Nous revoici repartis pour un nouveau marathon électoral. Pour les communes, cela impose beaucoup d’organisation. Pour les candidats et leurs proches, cela requiert de l’énergie et de la conviction.
Pour nous, avocats en droit public, c’est le prélude à de passionnants, mais complexes, contentieux électoraux.
Et quand arrive le temps de ces « protestations électorales », tout doit aller très, très vite.
Alors, au fil de cette campagne atypique, nous avons décidé de faire une série de petits articles et de très courtes vidéos (« shorts » de quelques secondes) : Droit électoral : un jour, un conseil… que nous allons décliner du 27 juin au 12 juillet.
« Episode » écrit par Lauren Crance,
avocate pré-associée de notre cabinet
Nous avons vu hier (voir ici) dans quel délai, strict, et selon quelles modalités, il fallait déposer les « protestations électorales » (nom des requêtes en électoral).
Abordons-en maintenant le contenu qui, là encore par sa rigueur, impose un travail extrêmement efficace entre le requérant et son équipe, d’une part, et l’avocat en charge de ce recours, d’autre part.
Comme pour tout contentieux administratif, la requête devra impérativement :
- être formulée par écrit ;
- être signée par le requérant (même si une telle irrégularité est susceptible d’être régularisée en cours de procédure, voir : décisions n° 2017-5087 AN et 2017-5091 AN) ;
- comporter ses nom, prénom, domicile et qualité (de l’électeur ou candidat qui dépose la « protestation électorale ») ;
- indiquer de manière précise et non équivoque le nom du ou des élus dont l’élection est attaquée.
Outre ces obligations formelles, sur le fond, la protestation électorale devra mentionner toutes les irrégularités relevées.
ATTENTION : il convient de soulever dans le délai de recours tous les griefs : les griefs soulevés dans le cadre de mémoires en réplique produits au-delà du délai de recours sont irrecevables.

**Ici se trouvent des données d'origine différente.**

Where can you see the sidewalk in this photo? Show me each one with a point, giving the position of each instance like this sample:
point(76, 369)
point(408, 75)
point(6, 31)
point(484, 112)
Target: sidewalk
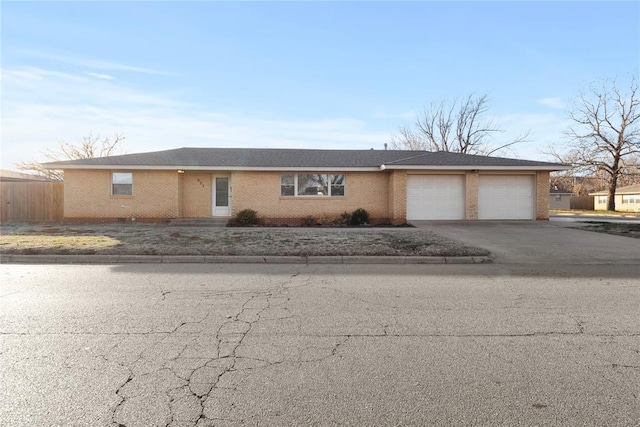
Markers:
point(239, 259)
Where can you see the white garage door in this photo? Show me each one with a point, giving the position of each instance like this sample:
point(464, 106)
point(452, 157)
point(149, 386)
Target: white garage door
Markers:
point(506, 197)
point(435, 197)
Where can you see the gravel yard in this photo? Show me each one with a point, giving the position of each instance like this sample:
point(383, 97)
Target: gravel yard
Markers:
point(160, 239)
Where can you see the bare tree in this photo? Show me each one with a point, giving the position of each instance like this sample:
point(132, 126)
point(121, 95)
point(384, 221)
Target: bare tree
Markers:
point(605, 135)
point(458, 127)
point(88, 148)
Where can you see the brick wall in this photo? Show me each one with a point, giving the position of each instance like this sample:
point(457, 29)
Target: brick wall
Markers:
point(261, 191)
point(542, 195)
point(196, 194)
point(87, 194)
point(398, 196)
point(471, 195)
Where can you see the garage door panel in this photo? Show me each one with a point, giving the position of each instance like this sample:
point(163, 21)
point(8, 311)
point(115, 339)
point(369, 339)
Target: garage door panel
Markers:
point(431, 197)
point(506, 197)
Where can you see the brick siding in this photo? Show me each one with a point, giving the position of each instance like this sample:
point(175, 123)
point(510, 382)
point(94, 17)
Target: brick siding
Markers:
point(196, 195)
point(87, 195)
point(542, 195)
point(168, 194)
point(260, 191)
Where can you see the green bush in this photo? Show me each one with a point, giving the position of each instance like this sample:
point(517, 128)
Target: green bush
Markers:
point(247, 217)
point(359, 217)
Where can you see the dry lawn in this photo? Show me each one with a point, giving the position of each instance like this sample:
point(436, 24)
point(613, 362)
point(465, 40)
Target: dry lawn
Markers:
point(160, 239)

Seuls sont recevables les griefs susceptibles d’avoir exercé une influence sur les résultats du scrutin, lesquels peuvent être classés en trois grandes catégories :
- les griefs relatifs à la propagande électorale : diffusion de tracts, affichages, démarchage irrégulier sur internet ou par téléphone, propagande électorale le jour du scrutin, l’exercice de pressions par intimidation ou corruption, etc.
Il faut alors montrer que, au regard de l’amplitude des « scores » respectifs des divers candidats, ces irrégularités ont pu avoir un impact sur le résultat du scrutin, qu’ils ont pu en altérer la sincérité. Le juge apprécie cela avec un assez haut niveau d’exigence.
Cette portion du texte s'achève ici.